An dem Konzertabend im April berichtete Jörg von einem Gespräch bei einem seiner vielen Arztbesuche. Er erzählte, wie er eine beiläufig gestellte Frage seiner Ärztin aufgriff und in eine politische Richtung wendete. Genau abwägend, wie weit er dabei gehen konnte, fest auf dem eigenen Standpunkt beharrend, den der Ärztin im Blick, den Fokus auf die Möglichkeit richtend, ihr einen seiner Gedanken mitzugeben.
Ebenso machte er es dann auf der Intensivstation, diskutierte dort nachts mit der Schwester über das imperialistische Interesse der USA an Seltenen Erden aus China und was das nun mit uns zu tun hat.
„Es genügt nicht, die Wahrheit zu sagen, man muss sie auch in dem anderen aufbauen.“ Ein Satz, den ihm Meinhof einmal gesagt hatte – er bewunderte sie für diese Fähigkeit sehr.
Offenbar hatte Jörg über die Jahrzehnte viel gelernt. Ihm gelang es in den letzten Jahren nicht nur einmal, bei Unterschriftensammlungen für den Wahlantritt der DKP oder gegen die US-Mittelstreckenraketen mit großem Abstand die meisten Unterschriften zusammenzubringen. Solange es seine Kräfte ermöglichten, stand er an jedem Infotisch. Bis zuletzt ließ er es sich nicht nehmen, sich an den Treffen und Diskussionen seiner Parteigruppe zu beteiligen.
Mit Jörg verlieren wir deshalb nicht nur lebendige Geschichte unserer Partei, sondern auch einen Genossen, der bis zuletzt mit uns diskutiert, gestritten und gekämpft hat. Gerade für uns jüngere Genossinnen und Genossen bedeutet es viel, einen so standhaften Genossen gekannt zu haben.

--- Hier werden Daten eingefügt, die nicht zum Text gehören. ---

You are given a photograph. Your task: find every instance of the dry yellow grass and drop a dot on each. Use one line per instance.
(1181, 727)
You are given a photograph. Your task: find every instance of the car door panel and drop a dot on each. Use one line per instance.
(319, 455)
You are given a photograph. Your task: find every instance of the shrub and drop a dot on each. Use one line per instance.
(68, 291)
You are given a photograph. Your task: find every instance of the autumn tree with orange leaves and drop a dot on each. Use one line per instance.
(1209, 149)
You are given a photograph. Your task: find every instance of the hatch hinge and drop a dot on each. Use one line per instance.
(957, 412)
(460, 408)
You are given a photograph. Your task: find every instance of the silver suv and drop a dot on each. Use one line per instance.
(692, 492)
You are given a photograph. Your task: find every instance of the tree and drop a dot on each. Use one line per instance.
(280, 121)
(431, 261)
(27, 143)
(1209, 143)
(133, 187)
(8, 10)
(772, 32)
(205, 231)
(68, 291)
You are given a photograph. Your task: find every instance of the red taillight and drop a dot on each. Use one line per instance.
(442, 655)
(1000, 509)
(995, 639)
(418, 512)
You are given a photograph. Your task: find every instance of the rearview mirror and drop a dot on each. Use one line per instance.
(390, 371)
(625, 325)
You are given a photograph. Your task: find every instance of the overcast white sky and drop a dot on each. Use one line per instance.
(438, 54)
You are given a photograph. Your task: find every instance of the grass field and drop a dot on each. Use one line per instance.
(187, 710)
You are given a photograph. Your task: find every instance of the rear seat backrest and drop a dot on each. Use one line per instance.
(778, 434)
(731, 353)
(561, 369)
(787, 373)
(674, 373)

Wenn einer mit 90 Jahren, nach Jahrzehnten des Klassenkampfs, des Auf und Ab unserer Bewegung, der Siege und Niederlagen noch sagen kann: „Die 100 Jahre will ich vollmachen“, so sagte Jörg das in Freude über die sich abzeichnende neue Weltordnung, wenn auch im Wissen, dass der Niedergang des Imperialismus die Gefahr eines großen Krieges in sich birgt.
Wenn Jörg sagte, er wolle noch mehr, dann steckte darin die Sicherheit, an der Seite der unterdrückten Völker und der Proletarier aller Länder zu stehen.
Und wenn einer noch diesen Optimismus und diese Neugier auf die Zukunft der Menschheit ausstrahlt, dann strahlt das auch auf seine Genossinnen und Genossen aus und gibt Kraft. Das war Jörg – und dafür hat er unseren tiefsten Respekt verdient und bleibt unser Vorbild.